Swiss Climate Scores: Will they bite?

Posted by: Baris Karapinar
Category: Opinions & Analyses

We are excited about this new climate initiative by the Swiss Federal Council.

In order to establish Switzerland’s position as an international leader in credible climate transparency, the Federal Council launched the Swiss Climate Scores in June 2022.

The Swiss Climate Scores encourage institutional and private investors to use and disclose measurable and comparable information on the extent to which their financial investments are compatible with international climate goals.

Swiss financial market players are recommended to use the scores as a framework and metric of alignment in relation to the climate impact of their financial investments and client portfolios.

By the end of 2023, the Federal Department of Finance (FDF) and the Federal Department of the Environment (DETEC) will have monitored and assessed the voluntary uptake of the initiative by Swiss financial market players.

It is now up to financial institutions to decide where to apply the Swiss Climate Scores. Typical coverage will include financial products that are offered by asset managers, banks, and insurance companies to institutional and private clients.

Markets need help to make climate-informed decisions

The Swiss Climate Scores will have a tangible impact on climate targets by helping investors make climate-informed decisions about their investment portfolio. The Scores will provide measurable and comparable information as to how alternative investment products and portfolios fare in relation to international climate goals.

The Scores are framed around multiple indicators. Some indicators reflect the current (actual) carbon profile of companies in an investment portfolio. The investor could see and assess the actual carbon intensity and/or carbon footprint of alternative portfolios. The other indicators inform investors about how investees are positioned in terms of their commitments to net-zero targets, typically by 2050. This allows the investor to make a climate-informed decision to channel their investment into a transition portfolio.

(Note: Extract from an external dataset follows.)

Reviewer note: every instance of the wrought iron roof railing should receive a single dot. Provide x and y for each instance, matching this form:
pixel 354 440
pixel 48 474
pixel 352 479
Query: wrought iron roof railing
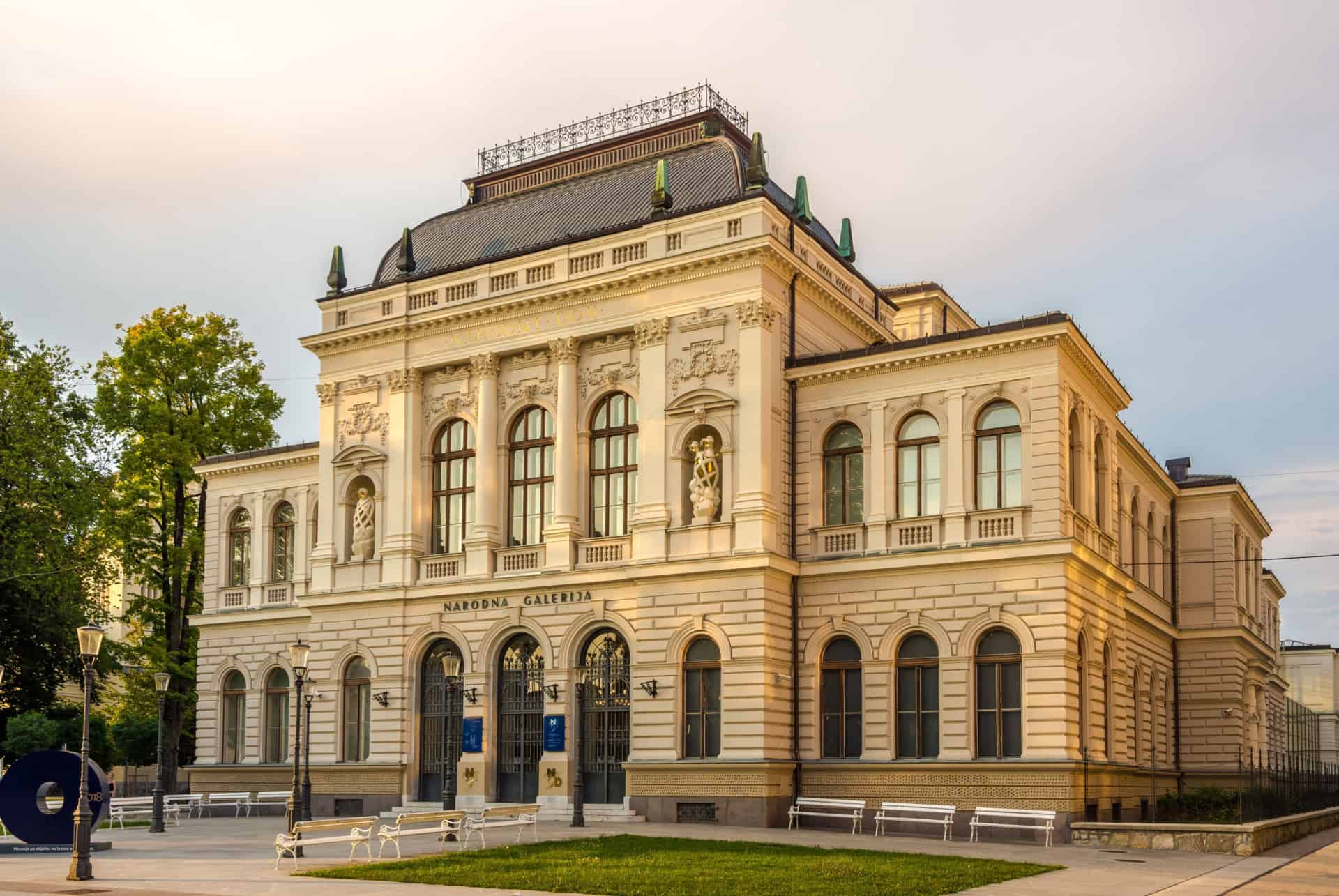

The Swiss Climate Scores will also have positive impacts through encouraging investees themselves to take progressive steps in their climate actions. Since investees are looking to attract funding from investors, they have a strong incentive to invest in their own climate footprint/intensity and to join international net-zero initiatives.

The Climate Scores also encourage financial service providers to work with both the investors and investees to offer greener portfolios.

Climate impact, from soft to hard

Given that nearly one-quarter of global cross-border wealth management is carried out in Switzerland and that the Swiss market share of European asset management amounts to 11%, the Swiss Climate Scores have the potential to make a significant contribution to achieving global climate targets.

Environmental regulations often tend to be introduced in a “soft” policy format, the uptake of which is voluntary. They later turn into “hard” policies, with legal obligations that are binding for the parties and related enforcement mechanisms. We expect a similar process to occur, whereby the Swiss Climate Scores will eventually become mandatory with clearly defined obligations and monitoring and enforcement mechanisms in place. It is likely that financial organisations will be obliged to disclose their climate risk/commitment profiles, which will be verified by officially accredited third parties.

While it is difficult to estimate how quickly the regulation will get “harder” in this field, the speed with which regulatory bodies, including central banks and financial regulators, across the globe have been stepping up their policies in relation to ESG has been remarkable over the last five years. Given the urgency of action in addressing climate change, as well as the growing public pressure pushing policy makers to act, we believe that we may not be far away from seeing increasingly stringent climate regulations imposed on the financial services industry.